La branche financière de l’UNI Global Union a par ailleurs comptabilisé les données de 23 des 50 banques les plus importantes du monde avec lesquelles elle oeuvre. Résultat : en considérant les embauches et les pertes d’emplois, près de 100 000 des trois millions d’emplois de ces banques ont été perdus.

Ça se poursuivra

Les mises à pied devraient se poursuivre en 2014. Dans une étude publiée en décembre, la Deutsche Bank prévoit que le nombre d’emplois financiers au sein des dix institutions les plus importantes devrait chuter de 3 000 au cours de l’année. Si on ajoute à ce chiffre les pertes d’emplois dans les petites firmes et parmi le personnel administratif, celles-ci devraient atteindre 20 000.

L’Europe devrait être une fois de plus cette année la région la plus durement touchée.

Le rédacteur en chef du site eFinancialCareers, Paul Clarke, rappelle que les divisions des titres à revenu fixe des banques européennes ont subi des pertes plus importantes que celles des banques américaines au cours des dernières années. Cela les pousse à se réajuster.

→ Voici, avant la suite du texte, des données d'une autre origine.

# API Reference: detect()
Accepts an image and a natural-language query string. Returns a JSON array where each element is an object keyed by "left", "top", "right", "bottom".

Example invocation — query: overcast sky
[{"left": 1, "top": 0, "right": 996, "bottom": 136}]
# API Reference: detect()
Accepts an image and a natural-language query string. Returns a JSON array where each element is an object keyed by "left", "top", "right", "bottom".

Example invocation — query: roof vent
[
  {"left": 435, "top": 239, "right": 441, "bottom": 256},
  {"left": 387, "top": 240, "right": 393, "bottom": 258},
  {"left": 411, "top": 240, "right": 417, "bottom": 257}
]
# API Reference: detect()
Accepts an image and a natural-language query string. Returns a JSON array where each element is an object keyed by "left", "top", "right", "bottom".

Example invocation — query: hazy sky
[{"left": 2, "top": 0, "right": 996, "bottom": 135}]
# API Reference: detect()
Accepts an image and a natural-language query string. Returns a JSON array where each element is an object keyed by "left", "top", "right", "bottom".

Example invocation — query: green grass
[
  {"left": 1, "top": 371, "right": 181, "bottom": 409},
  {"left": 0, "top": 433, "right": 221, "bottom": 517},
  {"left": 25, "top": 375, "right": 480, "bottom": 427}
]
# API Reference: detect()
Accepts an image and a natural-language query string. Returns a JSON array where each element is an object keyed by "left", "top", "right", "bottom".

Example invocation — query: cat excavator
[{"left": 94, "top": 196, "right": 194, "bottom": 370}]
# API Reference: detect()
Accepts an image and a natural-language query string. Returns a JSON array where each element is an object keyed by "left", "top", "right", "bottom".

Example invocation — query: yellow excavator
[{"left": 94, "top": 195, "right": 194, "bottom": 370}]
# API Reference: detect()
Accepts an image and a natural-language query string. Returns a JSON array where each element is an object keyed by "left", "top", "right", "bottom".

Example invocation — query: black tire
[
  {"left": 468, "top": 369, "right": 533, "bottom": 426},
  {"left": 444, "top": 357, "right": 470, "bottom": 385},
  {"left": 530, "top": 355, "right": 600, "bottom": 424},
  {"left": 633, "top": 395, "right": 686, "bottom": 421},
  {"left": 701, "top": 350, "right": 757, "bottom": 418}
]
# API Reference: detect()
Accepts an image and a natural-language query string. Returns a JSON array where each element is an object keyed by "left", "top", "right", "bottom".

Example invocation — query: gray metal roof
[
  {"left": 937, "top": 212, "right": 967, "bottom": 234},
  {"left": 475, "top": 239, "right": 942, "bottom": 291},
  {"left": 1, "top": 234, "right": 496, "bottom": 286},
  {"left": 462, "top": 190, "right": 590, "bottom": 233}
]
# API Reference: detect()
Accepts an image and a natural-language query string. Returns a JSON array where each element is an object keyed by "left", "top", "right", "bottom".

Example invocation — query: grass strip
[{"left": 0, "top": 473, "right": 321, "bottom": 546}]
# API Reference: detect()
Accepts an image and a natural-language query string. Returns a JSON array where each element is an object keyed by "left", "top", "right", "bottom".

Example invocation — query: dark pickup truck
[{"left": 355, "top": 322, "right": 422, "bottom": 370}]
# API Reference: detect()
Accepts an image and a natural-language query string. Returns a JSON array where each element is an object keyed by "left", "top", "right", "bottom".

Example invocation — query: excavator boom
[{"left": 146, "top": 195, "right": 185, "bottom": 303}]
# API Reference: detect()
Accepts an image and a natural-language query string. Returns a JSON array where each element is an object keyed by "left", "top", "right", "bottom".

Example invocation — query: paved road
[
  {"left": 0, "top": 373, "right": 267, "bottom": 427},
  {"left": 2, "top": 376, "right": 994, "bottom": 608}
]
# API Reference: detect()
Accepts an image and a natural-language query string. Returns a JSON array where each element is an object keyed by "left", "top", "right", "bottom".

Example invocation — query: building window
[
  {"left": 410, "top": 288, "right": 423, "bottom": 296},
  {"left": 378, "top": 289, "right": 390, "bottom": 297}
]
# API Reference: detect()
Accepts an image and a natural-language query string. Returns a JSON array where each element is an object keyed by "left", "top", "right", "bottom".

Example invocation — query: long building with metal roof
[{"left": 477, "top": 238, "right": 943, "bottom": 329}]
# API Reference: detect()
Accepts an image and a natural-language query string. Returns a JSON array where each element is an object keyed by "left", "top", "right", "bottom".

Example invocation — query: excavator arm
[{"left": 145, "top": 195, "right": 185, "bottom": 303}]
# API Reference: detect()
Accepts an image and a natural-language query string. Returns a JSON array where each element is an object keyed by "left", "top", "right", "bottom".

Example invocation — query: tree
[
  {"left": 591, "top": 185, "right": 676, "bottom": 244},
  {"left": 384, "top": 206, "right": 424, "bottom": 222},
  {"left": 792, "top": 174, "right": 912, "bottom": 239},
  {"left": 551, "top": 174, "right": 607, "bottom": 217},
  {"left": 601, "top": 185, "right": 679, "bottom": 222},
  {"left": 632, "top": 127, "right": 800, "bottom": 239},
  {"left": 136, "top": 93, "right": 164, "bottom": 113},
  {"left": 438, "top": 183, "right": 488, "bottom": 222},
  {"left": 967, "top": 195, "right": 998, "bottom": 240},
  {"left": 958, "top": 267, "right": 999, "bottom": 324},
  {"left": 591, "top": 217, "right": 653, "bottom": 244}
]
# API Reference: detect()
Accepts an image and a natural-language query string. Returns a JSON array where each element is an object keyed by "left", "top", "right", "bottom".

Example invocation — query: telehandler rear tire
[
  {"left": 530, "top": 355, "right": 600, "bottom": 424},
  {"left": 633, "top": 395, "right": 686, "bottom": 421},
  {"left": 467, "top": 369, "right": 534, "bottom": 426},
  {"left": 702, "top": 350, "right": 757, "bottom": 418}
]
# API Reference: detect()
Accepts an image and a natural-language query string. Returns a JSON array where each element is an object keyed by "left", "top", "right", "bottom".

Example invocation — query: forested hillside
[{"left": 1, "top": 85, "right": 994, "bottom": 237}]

Il cite l’exemple du marché des titres à revenu fixe, devises et matières premières (connu sous l’acronyme FICC, en anglais), dans lequel de grands noms américains comme Citigroup et JP Morgan «ont enregistré des gains depuis 2006». Ce qui n’a pas été le cas des institutions européennes et des banques d’investissement traditionnelles, ajoute-t-il.

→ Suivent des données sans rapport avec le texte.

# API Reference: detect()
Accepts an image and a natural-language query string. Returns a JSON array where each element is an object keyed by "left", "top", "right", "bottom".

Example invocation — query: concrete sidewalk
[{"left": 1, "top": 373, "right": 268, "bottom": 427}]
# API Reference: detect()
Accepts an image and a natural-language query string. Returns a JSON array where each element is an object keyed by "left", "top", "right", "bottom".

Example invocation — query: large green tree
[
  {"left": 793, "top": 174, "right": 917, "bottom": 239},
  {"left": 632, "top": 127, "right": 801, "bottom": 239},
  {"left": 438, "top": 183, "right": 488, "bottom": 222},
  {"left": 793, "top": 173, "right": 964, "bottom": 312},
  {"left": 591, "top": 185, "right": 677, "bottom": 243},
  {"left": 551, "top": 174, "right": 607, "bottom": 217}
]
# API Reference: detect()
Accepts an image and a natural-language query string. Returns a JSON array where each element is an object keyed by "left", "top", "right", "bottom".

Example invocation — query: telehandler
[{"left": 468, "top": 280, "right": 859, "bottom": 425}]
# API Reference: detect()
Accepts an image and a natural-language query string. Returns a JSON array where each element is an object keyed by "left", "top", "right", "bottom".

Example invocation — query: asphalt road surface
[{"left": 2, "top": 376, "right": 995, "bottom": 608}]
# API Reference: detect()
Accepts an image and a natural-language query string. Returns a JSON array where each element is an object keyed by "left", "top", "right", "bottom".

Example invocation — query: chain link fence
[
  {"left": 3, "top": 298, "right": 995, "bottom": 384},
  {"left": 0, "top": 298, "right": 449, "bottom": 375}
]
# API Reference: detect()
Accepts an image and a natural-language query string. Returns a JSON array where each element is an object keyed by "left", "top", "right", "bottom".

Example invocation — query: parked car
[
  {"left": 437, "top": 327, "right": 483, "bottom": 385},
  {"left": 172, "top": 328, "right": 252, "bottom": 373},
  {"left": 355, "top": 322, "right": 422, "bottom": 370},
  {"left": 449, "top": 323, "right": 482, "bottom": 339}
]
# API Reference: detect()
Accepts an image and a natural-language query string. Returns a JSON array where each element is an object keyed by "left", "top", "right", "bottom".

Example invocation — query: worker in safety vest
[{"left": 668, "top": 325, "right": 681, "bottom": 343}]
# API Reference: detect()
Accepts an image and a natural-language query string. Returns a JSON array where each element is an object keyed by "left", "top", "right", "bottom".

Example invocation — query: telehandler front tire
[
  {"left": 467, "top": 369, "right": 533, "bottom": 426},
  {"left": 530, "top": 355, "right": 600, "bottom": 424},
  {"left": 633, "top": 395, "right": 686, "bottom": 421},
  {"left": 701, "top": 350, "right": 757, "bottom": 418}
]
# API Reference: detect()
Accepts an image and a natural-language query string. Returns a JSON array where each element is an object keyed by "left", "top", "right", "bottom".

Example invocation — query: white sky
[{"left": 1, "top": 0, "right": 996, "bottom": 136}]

Paul Clarke poursuit sa réflexion : «Qu’est-ce que cela signifie ? Dans un univers où les institutions doivent se concentrer sur leurs forces, les Société Générale et UBS de ce monde, qui performent mieux dans le marché des actions, pourraient bien se retirer du marché des FICC.»

Pour sa part, The Economist juge que ces réductions «découlent du fait qu’après des décennies de croissance des revenus – quoique ponctuées de brèves baisses -, le secteur bancaire est confronté à une décroissance structurelle.»

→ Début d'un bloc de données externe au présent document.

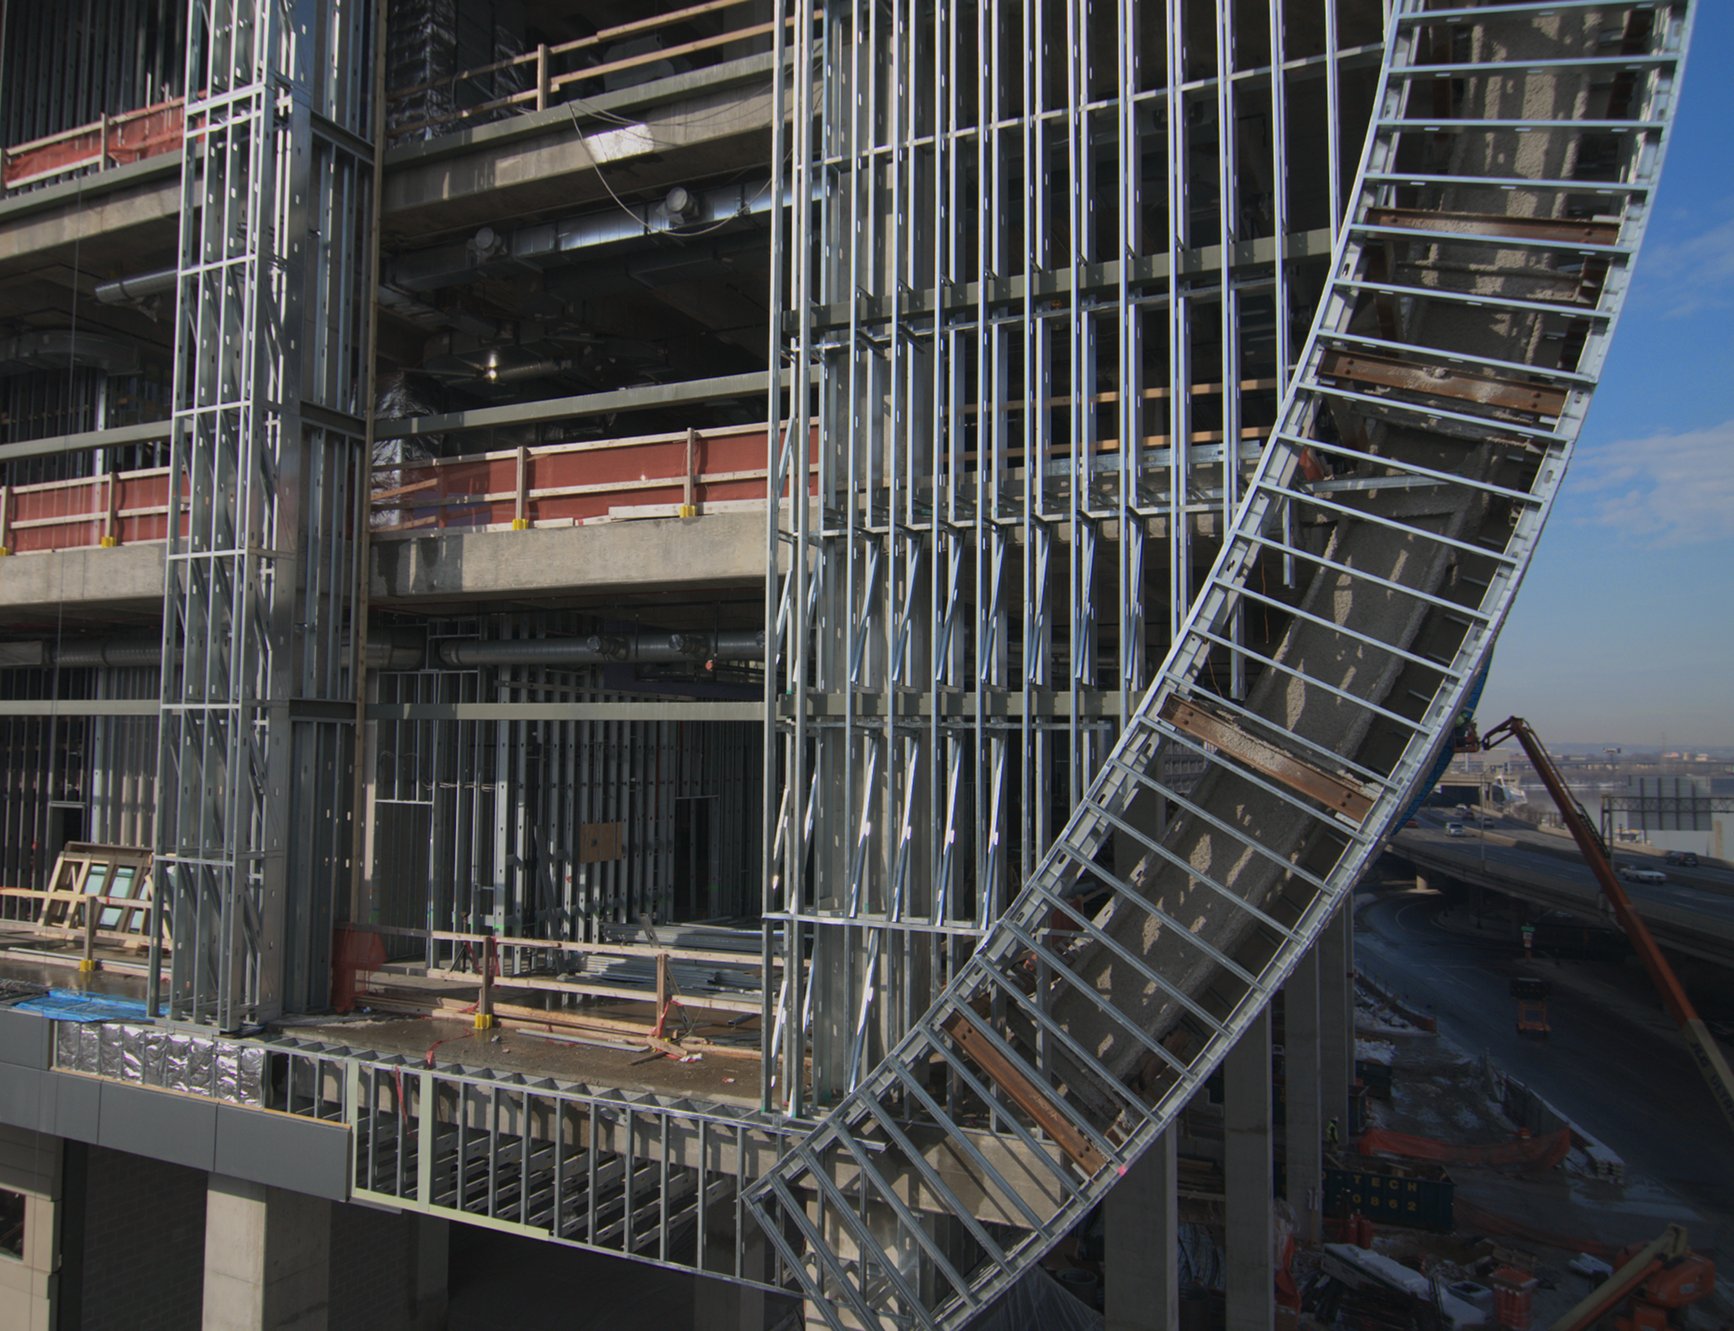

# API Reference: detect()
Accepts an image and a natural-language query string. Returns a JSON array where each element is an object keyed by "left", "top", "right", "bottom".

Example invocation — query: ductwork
[
  {"left": 368, "top": 640, "right": 428, "bottom": 670},
  {"left": 93, "top": 269, "right": 177, "bottom": 306},
  {"left": 99, "top": 269, "right": 507, "bottom": 342},
  {"left": 436, "top": 630, "right": 765, "bottom": 669},
  {"left": 386, "top": 180, "right": 774, "bottom": 294},
  {"left": 375, "top": 284, "right": 502, "bottom": 340},
  {"left": 49, "top": 641, "right": 166, "bottom": 669},
  {"left": 1, "top": 630, "right": 763, "bottom": 673},
  {"left": 0, "top": 638, "right": 425, "bottom": 671}
]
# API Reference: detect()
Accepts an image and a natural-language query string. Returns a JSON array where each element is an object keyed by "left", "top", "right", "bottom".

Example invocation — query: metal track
[{"left": 748, "top": 2, "right": 1693, "bottom": 1325}]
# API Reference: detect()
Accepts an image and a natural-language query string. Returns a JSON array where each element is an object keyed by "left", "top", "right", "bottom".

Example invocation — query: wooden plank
[
  {"left": 549, "top": 20, "right": 779, "bottom": 95},
  {"left": 350, "top": 921, "right": 772, "bottom": 969},
  {"left": 577, "top": 821, "right": 624, "bottom": 863},
  {"left": 425, "top": 967, "right": 761, "bottom": 1015},
  {"left": 1160, "top": 697, "right": 1375, "bottom": 823},
  {"left": 0, "top": 921, "right": 160, "bottom": 949},
  {"left": 1318, "top": 348, "right": 1568, "bottom": 417},
  {"left": 1364, "top": 206, "right": 1622, "bottom": 248},
  {"left": 0, "top": 888, "right": 147, "bottom": 908},
  {"left": 941, "top": 1010, "right": 1106, "bottom": 1175},
  {"left": 655, "top": 952, "right": 672, "bottom": 1037},
  {"left": 28, "top": 844, "right": 154, "bottom": 939}
]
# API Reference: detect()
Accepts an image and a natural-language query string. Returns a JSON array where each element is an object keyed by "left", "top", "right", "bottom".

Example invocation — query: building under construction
[{"left": 0, "top": 0, "right": 1693, "bottom": 1326}]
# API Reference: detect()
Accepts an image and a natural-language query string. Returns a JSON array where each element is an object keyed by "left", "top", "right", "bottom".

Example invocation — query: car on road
[
  {"left": 1619, "top": 866, "right": 1667, "bottom": 884},
  {"left": 1446, "top": 822, "right": 1467, "bottom": 837},
  {"left": 1664, "top": 851, "right": 1700, "bottom": 868}
]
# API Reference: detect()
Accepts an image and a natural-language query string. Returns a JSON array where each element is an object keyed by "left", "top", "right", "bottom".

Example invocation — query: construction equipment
[
  {"left": 1510, "top": 976, "right": 1551, "bottom": 1039},
  {"left": 1478, "top": 718, "right": 1734, "bottom": 1136},
  {"left": 1549, "top": 1224, "right": 1714, "bottom": 1331}
]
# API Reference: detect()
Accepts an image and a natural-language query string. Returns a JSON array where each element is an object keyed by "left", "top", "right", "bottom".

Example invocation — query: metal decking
[{"left": 748, "top": 1, "right": 1693, "bottom": 1326}]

La publication britannique rappelle que paradoxalement, «la majorité des grandes institutions bancaires ont relancé l’embauche à la suite de la crise financière, espérant mettre la main sur des parts de marché, alors que certains de leurs concurrents faisaient des compressions».

Qui plus est, les revenus des banques d’investissement ont chuté de 5 % en 2013, atteignant un niveau 25 % plus bas que leur sommet de 2009. Dans une étude récente, McKinsey constatait que «malgré les signes de progrès accompli pour renouer avec la profitabilité, l’industrie bancaire mondiale continuait de lutter.»

La firme de consultation américaine soulignait notamment que le revenu des 13 banques d’investissement les plus importantes avait chuté de 10 % depuis 2009.

Pression sur les employés

Chose certaine, ces ajustements structurels, qui se traduisent par des pertes d’emplois, exercent une pression sur les employés. Certains spécialistes parlent maintenant de «climat de peur».

Andrew Gilliland, professeur de comptabilité et de finance à la Leeds Trinity University, au Royaume-Uni, confiait ceci au Yorkshire Post : «Les professionnels qui offrent des services financiers sont devant un important dilemme. Face à leurs clients, ils doivent parfois choisir entre l’intérêt de ceux-ci et leurs objectifs de ventes.»

Shalini Vohra, du Département de gestion de la Sheffield Hallam University, au Royaume-Uni, a constaté un renforcement de la pression qui provoque une hausse de la détresse psychologique parmi les employés de ce secteur. «Les employés doivent pouvoir en parler, dit-elle. Il est important que les directions favorisent une approche humaine» dans toutes ces restructurations.

Et au Canada ?

Au cours du dernier trimestre, plusieurs grandes banques canadiennes ont revu leurs effectifs à la baisse dans certains secteurs d’activité.

Au cours de l’exercice 2013, l’effectif en équivalent temps plein (ETP) de la Banque Laurentienne a été réduit de 214 postes, soit 5 % du nombre total d’employés, qui est actuellement de 3 987.

Elle n’est pas la seule dans cette situation. BMO Banque de Montréal a supprimé l’équivalent de 1 000 emplois au cours du quatrième trimestre de 2013, rapportait La Presse Canadienne à la suite de la conférence téléphonique donnée par le chef de l’exploitation Frank Techar, au début de décembre.

Pour sa part, la Banque Nationale comptait 229 employés de moins à la fin de l’exercice 2013 qu’à la fin de l’année précédente, pour un total de 19 691. Toutefois, l’effectif en ETP avait progressé de 0,2 %, pour atteindre 16 675 employés.

Cela dit, la situation au Canada est loin d’être aussi critique qu’en Europe. Au contraire, un rapide coup d’oeil aux effectifs des six grandes banques canadiennes permet de constater que certaines d’entre elles ont augmenté leurs effectifs depuis la crise.